4 Key Takeaways From The Vice Presidential Debate

What we learned from the debate between Joe Biden and Paul Ryan

October 11, 2012, 8:28 PM

Oct. 11, 2012— -- The first and only vice presidential debate Thursday night was a heated affair with Democrat Joe Biden going after Republican Paul Ryan and his running mate Mitt Romney on a litany of issues from the economy to foreign policy.

Biden came out swinging -- Republicans would say overaggressively -- after President Barack Obama's poor performance against Romney last week in Denver, hoping to reenergize Democrats who have worried the president is losing crucial ground just 24 days from Election Day.

Although Biden, 69, took the fight to Ryan, the 42-year-old running mate stood toe-to-toe with him, making it difficult to find a clear winner. Still, the affair at Danville, Kentucky's Centre College was unquestionably livelier than last week's debate.

Here are a few key moments:

1. The 47 Percent Came Up

One of the central complaints from Democrats about Obama's debate performance last week was that he failed to make several of the fundamental arguments for his domestic policies and against Mitt Romney's. Most symbolic of that was his failure to raise Romney's damaging "47 percent" against him over the course of the 90-minute debate.

Biden went to the remarks just 24 minutes in, following a spirited discussion over the consulate attack in Libya, and kept going back to it. That proved to be an effective device through which the vice president was able to explain and defend Obama's economic policies and indict Romney as a candidate who doesn't get it.
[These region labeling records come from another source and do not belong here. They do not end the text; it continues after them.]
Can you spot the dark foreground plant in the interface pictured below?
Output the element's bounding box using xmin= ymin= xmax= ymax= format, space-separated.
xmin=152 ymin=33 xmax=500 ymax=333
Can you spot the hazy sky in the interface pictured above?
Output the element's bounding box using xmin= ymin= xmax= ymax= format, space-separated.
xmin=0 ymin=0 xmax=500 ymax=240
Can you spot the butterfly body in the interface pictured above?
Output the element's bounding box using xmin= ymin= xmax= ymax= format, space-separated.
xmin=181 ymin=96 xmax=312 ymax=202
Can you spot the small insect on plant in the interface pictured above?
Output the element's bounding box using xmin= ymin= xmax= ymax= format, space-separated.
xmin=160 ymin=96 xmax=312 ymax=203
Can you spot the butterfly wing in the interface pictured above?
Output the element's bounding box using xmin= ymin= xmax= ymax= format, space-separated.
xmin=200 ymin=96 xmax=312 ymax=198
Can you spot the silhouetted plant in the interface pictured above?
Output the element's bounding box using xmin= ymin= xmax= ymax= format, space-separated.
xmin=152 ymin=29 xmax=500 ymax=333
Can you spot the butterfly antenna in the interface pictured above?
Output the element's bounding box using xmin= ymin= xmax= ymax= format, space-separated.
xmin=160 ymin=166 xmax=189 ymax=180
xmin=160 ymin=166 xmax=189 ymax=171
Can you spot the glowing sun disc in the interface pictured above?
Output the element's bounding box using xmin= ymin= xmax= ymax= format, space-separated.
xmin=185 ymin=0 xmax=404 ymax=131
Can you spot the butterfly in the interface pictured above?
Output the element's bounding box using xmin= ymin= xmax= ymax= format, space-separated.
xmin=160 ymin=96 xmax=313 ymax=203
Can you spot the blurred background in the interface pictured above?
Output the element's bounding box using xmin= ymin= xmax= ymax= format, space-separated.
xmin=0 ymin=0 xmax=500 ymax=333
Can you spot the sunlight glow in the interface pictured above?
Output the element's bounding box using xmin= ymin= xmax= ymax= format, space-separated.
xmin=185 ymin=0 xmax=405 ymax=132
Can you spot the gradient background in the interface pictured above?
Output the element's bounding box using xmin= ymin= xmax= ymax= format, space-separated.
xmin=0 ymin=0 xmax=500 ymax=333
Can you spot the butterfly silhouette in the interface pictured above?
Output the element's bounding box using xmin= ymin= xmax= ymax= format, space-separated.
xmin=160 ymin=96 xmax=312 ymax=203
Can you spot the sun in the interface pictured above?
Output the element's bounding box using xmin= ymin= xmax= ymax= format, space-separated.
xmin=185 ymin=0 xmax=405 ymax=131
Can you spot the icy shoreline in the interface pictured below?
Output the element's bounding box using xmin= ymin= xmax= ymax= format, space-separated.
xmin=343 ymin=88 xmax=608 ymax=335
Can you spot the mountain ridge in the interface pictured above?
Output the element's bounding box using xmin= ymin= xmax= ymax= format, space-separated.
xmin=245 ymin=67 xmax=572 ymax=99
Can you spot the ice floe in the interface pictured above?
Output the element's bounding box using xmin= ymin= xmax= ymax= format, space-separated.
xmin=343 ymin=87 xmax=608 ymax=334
"It shouldn't be surprising for a guy who says 47 percent of the American people are unwilling to take responsibility for their own lives," Biden said of Romney's economic plan, explaining that those people, often "pay more effective tax than Gov. Romney pays in his federal income tax" and that many are seniors and veterans who don't owe income tax.

Biden was feeling so confident during the riff that he pledged that the Obama administration could get unemployment down to six percent.

The vice president's goal tonight was to fire up glum Democrats who have fretted since Obama's Denver flop. It's easy to say he succeeded on that front.

2. Biden Went Turbo Biden

In 2008, Biden featured a generally calm demeanor when facing off against then-GOP running mate Sarah Palin. That wasn't the case this year.

For long stretches, Biden displayed many of the traits that have made him ripe fodder for The Onion.

He often laughed, huffed, smiled, grinned, interrupted, and relied on his trademark "Bidenspeak."

For example, after a tough exchange over Syria and Liby with Ryan, Biden came back and called the Republicans' comments "malarkey." He evenflubbed in saying that the admnistration did not know the Libyan consultate wanted more U.S. security.

Later on when Ryan went after the Obama administration's credibility in dealing with Israel in the context of the Iranian nuclear threat, Biden retorted, "this is a bunch of stuff."

When Ryan defended Romney's tax plan, Biden came back incredulous when he cited the nation's 35th president, "Oh, now you're Jack Kennedy."

If one picture could sum up Biden's demeanor tonight, it might be this.

While Biden came to the debate with a caffeinated attitude that may have delighted his fans, Ryan displayed a more calm demeanor that may have gone over better with the home audience. That's not to say he didn't defend himself. Here's an example of Ryan's attack line on Libya:

"This Benghazi issue would be a tragedy in and of itself, but unfortunately it's indicative of a broader problem," he said. "And that is what we are watching on our TV screens is the unraveling of the Obama foreign policy, which is making … us less safe."

3. Each Candidate Scored at Least Once

Biden cut off Ryan's critique of the Obama stimulus by citing the fact that the Republican Congressman requested funds for his district. Ryan admitted it when pressed by moderator Martha Raddatz.

Ryan counterpunched Biden's 47 percent attacks and made light of the vice president's gaffe-prone nature all at once.

"He cares about 100 percent of Americans in this country," Ryan said of Biden. "And with respect to that quote, I think the vice president very well knows that sometimes the words don't come out of your mouth the right way."

4. Martha Raddatz Took Control

PBS's Jim Lehrer was panned for being too passive during the Denver debate, but ABC's Martha Raddatz was active in asking tough questions and holding both candidates accountable.

She posed solid follow-up questions, such as when she asked Biden what military reason the Obama administration had for pulling out surge troops from Afghanistan. Or when she pressed Ryan for details on what specific tax loopholes a Romney administration would eliminate.

Overall, both sides could make a compelling case for why their candidate was effective. History tells us that vice presidential debates rarely effect the outcome of an election. But Thursday's debate was the kind of affair that you should watch if you missed it tonight.